Labour attacks three years of economic failure as cost-of-living crisis continues across Britain

Labour attacks three years of economic failure as cost-of-living crisis continues across Britain

Labour will today attack the government’s economic policies for failing on their own terms as the party highlights the growing cost-of-living crisis across Britain. A week before the Autumn Statement, Labour will use an Opposition Day Debate to say that on living standards, economic growth and the deficit, the government has failed to meet the goals they set in 2010. And with prices still rising faster than wages, Labour will highlight figures showing that average earnings have fallen in real terms in every part of the UK since 2010. London, Yorkshire and the Humber, the North West, Wales and the East of England have seen the biggest falls.  Chris Leslie MP, Labour’s Shadow Chief Secretary to the Treasury, said: “On every economic test David Cameron and George Osborne set themselves three years ago they have failed.

“Far from delivering rising living standards, working people are now over £1600 a year worse off under this government.

“Instead of securing the recovery in 2010 we’ve had three damaging years of flatlining.
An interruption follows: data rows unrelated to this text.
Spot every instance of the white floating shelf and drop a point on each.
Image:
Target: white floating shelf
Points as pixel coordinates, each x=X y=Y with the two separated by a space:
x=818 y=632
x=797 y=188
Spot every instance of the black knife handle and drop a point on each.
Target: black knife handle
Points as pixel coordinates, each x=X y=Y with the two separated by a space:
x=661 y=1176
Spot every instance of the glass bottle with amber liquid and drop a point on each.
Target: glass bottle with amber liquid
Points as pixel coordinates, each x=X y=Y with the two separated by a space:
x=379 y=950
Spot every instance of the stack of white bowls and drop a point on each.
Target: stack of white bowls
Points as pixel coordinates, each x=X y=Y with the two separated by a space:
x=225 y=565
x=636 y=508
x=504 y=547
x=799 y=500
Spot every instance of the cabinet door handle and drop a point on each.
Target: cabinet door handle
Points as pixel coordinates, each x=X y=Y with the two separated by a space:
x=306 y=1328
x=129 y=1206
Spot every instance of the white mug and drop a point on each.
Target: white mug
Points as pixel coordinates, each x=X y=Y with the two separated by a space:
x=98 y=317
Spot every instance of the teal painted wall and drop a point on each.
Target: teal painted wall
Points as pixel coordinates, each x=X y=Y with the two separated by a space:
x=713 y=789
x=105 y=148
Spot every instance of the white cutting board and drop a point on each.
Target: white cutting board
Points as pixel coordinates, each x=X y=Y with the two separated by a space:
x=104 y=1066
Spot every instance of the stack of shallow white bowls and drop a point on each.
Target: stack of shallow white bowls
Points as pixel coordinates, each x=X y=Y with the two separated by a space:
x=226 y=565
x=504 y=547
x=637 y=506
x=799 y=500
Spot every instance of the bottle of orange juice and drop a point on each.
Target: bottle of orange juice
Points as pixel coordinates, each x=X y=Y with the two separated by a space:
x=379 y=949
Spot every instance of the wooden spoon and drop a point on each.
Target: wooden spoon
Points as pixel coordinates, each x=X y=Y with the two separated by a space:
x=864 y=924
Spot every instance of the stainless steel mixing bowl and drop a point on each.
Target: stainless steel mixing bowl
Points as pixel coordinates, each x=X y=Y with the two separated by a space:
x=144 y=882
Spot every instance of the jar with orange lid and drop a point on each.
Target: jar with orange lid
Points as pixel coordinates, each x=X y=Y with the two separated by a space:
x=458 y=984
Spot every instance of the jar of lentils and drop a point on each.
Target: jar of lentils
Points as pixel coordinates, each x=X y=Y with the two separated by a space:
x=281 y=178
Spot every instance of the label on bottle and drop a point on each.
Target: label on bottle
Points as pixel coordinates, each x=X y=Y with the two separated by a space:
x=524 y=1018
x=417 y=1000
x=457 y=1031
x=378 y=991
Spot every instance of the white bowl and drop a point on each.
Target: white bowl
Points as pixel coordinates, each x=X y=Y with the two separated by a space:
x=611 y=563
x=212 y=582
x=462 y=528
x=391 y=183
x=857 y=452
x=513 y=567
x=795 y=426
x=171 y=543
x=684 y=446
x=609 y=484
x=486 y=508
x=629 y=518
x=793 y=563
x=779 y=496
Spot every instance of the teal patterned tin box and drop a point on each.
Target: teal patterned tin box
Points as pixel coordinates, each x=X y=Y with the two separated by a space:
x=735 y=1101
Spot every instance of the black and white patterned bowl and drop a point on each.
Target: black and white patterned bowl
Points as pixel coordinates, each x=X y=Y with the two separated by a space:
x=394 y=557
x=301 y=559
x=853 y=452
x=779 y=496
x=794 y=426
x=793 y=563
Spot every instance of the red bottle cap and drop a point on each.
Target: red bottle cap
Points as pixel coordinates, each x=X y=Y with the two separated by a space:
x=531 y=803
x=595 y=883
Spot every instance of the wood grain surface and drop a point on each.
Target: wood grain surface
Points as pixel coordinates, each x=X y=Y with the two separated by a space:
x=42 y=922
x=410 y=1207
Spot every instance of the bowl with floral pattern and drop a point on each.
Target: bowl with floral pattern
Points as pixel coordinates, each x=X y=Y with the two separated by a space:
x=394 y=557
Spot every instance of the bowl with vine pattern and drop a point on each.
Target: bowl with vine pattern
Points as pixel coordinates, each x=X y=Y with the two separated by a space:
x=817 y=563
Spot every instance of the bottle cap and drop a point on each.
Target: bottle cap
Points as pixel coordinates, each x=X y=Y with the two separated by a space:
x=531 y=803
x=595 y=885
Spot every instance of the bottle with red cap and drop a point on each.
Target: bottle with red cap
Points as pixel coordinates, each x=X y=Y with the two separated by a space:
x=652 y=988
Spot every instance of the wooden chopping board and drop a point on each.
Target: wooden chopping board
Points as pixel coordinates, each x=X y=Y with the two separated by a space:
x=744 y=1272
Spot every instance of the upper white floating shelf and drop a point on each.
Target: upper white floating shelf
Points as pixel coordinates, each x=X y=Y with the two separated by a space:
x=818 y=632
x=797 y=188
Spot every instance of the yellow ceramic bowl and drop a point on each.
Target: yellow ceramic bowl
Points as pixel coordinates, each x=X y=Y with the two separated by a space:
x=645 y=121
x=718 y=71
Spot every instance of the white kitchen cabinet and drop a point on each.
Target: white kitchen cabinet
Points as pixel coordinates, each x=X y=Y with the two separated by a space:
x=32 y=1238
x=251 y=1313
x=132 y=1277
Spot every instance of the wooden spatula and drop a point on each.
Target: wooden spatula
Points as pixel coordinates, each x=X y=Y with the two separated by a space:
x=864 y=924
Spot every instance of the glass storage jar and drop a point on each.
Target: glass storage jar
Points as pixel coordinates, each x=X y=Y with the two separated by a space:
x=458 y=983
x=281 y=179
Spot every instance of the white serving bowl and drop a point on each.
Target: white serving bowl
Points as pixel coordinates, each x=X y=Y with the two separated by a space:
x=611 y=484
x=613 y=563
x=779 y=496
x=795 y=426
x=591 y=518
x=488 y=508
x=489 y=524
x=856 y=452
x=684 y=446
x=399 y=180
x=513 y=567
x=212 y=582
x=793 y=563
And we’ll need 1.5 per cent growth every quarter between now and the election simply to catch up all the lost ground since 2010. “David Cameron’s pledge to balance the books by 2015 looks set to be broken because we’ve had the slowest recovery for 100 years. In fact, this government has now borrowed more in just three years than the last government did over 13 years. “And as for being all in this together, the average working person has been left worse off while people earning over £150,000 have got a huge tax cut” Chris Leslie MP added: “It’s about time we had some more positive forecasts, which we should get next week. But the last three years of flatlining and failure mean George Osborne’s plan is still totally off track compared to what he promised in 2010. “And it’s ordinary working people, who are still seeing prices rising faster than wages, who are carrying the cost of this failure. “For most families this is still no recovery at all. That’s why we need action in the Autumn Statement to tackle the cost-of-living crisis and ensure economic recovery delivers rising living standards for all, is balanced and built to last.”